Reinforcement Learning and Data-Generation for Syntax-Guided Synthesis
Julian Parsert, Elizabeth Polgreen
TL;DR
Problem: automatic synthesis of programs under both syntactic and logical constraints (SyGuS). Approach: treat SyGuS as a tree search over a context-free grammar and solve with reinforcement-learning-guided Monte-Carlo Tree Search (MCTS), learning policy and value functions via an RL loop and verifying candidates with an SMT solver; data for learning is generated automatically through anti-unification of SMT problems. Contributions: (i) a novel MCTS-based synthesis algorithm with learned guidance, (ii) a data-generation pipeline using anti-unification to produce large, feasible training sets, and (iii) empirical results showing a >26 percentage-point improvement over a baseline and competitive performance against cvc5 on training problems, plus a public dataset for further research. Significance: demonstrates that data-driven, grammar-guided search can significantly enhance SyGuS, offering practical improvements and enabling broader ML experimentation in program synthesis.
Abstract
Program synthesis is the task of automatically generating code based on a specification. In Syntax-Guided Synthesis (SyGuS) this specification is a combination of a syntactic template and a logical formula, and the result is guaranteed to satisfy both. We present a reinforcement-learning guided algorithm for SyGuS which uses Monte-Carlo Tree Search (MCTS) to search the space of candidate solutions. Our algorithm learns policy and value functions which, combined with the upper confidence bound for trees, allow it to balance exploration and exploitation.

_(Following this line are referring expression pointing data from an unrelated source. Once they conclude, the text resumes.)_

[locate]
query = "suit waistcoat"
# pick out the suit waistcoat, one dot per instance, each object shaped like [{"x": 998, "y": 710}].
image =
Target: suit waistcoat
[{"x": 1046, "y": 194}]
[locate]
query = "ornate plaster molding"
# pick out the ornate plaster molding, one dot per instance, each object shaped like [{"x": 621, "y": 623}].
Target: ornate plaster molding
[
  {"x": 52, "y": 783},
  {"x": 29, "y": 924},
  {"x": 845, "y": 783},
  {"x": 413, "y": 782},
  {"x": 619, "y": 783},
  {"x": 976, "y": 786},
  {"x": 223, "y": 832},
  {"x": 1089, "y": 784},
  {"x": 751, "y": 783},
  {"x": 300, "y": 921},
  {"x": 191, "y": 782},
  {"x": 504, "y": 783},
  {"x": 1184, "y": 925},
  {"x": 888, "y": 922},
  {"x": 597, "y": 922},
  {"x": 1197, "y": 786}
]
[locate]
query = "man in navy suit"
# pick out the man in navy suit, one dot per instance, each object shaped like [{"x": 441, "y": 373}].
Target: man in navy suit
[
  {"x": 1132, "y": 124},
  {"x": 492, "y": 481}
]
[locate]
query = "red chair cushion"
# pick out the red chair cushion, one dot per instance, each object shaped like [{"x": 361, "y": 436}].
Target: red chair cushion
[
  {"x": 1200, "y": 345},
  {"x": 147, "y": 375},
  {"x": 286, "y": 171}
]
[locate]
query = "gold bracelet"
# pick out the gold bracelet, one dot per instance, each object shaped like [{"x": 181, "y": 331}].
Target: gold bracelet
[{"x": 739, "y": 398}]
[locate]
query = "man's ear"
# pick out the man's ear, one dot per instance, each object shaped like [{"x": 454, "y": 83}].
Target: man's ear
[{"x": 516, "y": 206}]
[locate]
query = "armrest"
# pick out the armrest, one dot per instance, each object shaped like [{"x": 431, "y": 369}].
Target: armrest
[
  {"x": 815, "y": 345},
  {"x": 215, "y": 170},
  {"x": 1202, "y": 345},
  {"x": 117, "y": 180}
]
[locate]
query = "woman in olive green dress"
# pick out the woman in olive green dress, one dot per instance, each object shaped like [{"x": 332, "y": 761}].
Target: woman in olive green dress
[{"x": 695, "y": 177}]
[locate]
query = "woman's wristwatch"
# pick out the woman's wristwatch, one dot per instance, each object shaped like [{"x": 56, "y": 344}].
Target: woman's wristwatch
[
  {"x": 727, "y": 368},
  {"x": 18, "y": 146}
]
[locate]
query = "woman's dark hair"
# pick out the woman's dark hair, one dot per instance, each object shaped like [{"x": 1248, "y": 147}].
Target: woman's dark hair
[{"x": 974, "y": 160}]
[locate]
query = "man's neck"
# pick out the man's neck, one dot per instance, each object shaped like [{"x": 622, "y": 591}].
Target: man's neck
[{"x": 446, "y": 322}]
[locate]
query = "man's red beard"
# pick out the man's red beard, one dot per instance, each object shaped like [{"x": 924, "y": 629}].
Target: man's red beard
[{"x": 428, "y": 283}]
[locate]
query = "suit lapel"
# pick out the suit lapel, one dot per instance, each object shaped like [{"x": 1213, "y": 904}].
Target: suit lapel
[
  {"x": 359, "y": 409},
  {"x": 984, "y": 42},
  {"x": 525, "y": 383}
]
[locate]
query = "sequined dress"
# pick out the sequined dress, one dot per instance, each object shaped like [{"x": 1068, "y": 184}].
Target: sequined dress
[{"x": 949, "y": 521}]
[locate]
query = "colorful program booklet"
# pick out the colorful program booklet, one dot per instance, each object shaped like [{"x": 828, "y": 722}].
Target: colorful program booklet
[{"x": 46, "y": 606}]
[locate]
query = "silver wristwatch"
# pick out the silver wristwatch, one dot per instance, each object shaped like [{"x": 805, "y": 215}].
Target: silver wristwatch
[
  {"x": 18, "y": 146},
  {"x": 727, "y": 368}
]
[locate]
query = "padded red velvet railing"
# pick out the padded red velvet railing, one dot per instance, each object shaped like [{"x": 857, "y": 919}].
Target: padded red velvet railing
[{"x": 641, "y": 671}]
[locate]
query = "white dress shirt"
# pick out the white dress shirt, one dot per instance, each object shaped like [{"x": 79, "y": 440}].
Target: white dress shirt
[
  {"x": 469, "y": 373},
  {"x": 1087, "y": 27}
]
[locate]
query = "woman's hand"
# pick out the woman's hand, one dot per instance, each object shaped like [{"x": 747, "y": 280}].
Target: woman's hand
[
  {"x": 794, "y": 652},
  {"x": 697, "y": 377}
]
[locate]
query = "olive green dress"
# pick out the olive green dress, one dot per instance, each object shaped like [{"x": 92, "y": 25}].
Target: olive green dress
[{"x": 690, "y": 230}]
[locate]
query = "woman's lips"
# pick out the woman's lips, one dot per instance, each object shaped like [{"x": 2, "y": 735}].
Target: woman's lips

A common challenge in applying machine learning approaches to syntax-guided synthesis is the scarcity of training data. To address this, we present a method for automatically generating training data for SyGuS based on anti-unification of existing first-order satisfiability problems, which we use to train our MCTS policy. We implement and evaluate this setup and demonstrate that learned policy and value improve the synthesis performance over a baseline by over 26 percentage points in the training and testing sets. Our tool outperforms state-of-the-art tool cvc5 on the training set and performs comparably in terms of the total number of problems solved on the testing set (solving 23% of the benchmarks on which cvc5 fails). We make our data set publicly available, to enable further application of machine learning methods to the SyGuS problem.